To this point I haven’t made it a habit to photograph cityscapes. But after this shoot I probably will do this more often, there are a lot of great views and buildings in a city to photograph. And for these objects it also counts that with the right light and composition this can give great pictures. The museum of Groningen is a special place for me. When I started with photography in the time when I was still studying, the museum was just build and was the first object I photographed. With an mechanical, analog Minolta X-500 camera, lacking any knowledge of aperture, shutter speed whatsoever I just tried. A tripod was something I never heard of. I can’t remember wat the result was, for I apparently lost the prints. But I know that by then this has thought me the basics of photography.

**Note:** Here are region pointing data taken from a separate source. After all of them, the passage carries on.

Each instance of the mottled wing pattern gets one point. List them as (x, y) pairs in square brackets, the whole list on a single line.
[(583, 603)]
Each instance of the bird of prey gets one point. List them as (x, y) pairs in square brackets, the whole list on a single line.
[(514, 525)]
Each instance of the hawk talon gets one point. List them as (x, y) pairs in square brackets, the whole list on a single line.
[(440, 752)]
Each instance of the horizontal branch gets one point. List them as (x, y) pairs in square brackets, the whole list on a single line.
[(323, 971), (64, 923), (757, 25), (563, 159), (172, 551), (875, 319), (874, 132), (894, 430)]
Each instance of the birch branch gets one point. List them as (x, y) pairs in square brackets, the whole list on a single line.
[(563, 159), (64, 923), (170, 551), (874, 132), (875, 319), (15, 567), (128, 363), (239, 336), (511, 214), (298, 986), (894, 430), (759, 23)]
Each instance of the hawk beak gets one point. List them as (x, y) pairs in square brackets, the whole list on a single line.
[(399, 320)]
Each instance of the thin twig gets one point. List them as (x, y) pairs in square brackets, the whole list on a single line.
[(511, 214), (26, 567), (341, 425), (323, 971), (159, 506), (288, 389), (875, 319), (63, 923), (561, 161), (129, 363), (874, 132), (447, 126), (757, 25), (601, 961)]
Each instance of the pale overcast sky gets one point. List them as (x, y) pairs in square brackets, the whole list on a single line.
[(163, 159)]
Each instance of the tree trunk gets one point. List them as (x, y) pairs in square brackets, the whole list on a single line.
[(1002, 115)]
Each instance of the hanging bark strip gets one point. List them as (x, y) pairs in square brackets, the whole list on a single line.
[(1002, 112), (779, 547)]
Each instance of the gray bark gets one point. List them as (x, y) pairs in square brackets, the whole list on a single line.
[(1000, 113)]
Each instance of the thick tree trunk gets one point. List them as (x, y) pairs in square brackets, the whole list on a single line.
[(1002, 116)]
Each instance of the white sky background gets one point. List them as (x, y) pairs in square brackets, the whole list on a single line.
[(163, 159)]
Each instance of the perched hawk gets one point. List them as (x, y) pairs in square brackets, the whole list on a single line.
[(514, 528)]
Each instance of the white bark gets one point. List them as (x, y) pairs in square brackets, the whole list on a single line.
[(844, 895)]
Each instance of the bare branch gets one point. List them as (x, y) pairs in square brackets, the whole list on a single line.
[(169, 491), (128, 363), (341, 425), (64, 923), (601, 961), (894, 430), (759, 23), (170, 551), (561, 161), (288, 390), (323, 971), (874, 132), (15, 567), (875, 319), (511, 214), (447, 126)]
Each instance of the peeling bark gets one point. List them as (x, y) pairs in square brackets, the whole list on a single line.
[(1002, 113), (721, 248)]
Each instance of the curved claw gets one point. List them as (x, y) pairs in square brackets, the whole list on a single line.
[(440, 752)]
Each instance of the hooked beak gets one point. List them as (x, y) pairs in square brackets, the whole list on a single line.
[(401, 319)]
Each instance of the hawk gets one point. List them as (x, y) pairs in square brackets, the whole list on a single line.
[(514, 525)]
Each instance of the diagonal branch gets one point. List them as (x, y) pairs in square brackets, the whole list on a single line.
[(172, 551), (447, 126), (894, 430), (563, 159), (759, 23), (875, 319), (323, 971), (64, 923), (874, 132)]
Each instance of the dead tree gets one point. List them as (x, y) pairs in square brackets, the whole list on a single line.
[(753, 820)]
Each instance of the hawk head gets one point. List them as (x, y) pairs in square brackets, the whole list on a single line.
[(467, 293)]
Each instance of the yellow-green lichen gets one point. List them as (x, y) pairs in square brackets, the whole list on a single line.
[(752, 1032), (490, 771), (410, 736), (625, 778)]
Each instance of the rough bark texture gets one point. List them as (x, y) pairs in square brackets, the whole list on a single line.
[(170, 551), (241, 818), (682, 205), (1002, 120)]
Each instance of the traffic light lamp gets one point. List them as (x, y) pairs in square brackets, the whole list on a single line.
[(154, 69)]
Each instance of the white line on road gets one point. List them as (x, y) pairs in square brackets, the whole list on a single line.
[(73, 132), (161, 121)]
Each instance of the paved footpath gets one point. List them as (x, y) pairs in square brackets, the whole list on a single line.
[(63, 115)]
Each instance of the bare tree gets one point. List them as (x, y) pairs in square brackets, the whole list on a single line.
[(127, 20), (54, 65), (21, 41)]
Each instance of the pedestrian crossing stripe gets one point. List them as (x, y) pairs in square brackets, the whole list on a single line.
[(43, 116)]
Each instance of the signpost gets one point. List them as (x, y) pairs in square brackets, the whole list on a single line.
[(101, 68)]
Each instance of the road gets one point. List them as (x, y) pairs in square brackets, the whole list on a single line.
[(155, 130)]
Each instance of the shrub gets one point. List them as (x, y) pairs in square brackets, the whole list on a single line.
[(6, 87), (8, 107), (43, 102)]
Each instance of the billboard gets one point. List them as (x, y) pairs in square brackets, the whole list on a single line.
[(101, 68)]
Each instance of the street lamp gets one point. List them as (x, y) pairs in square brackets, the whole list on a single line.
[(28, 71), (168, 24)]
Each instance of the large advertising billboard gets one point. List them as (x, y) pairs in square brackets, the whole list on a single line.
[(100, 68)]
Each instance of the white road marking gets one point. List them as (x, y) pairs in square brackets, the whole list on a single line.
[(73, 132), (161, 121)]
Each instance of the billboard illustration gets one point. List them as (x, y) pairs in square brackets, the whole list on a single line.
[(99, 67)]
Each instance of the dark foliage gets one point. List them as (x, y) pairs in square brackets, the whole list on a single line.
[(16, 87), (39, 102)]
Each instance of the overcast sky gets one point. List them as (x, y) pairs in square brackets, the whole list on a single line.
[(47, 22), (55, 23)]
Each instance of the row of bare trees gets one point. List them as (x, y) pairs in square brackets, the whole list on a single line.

The museum is often photographed from the other side. This due to the houseboats moored at this side of the channel. I had seen previously that a houseboat was not at it place, with just a small jetty in place this would make a different view. At this time of year I would have the sun at the left just behind me which would give light on the building. At least that was the idea, I had hoped for some cloud but it was a complete clear sky. Just had to make the best of it. Nowe I think the even blue sky is even better in comparison with the even blue of the water. The symmetrical effect is strengthened by placing the horizon in the middle and by using a long exposure. By using a long exposure any movement in the water will disappear and create a mirror effect exaggerating the bold architecture of the museum.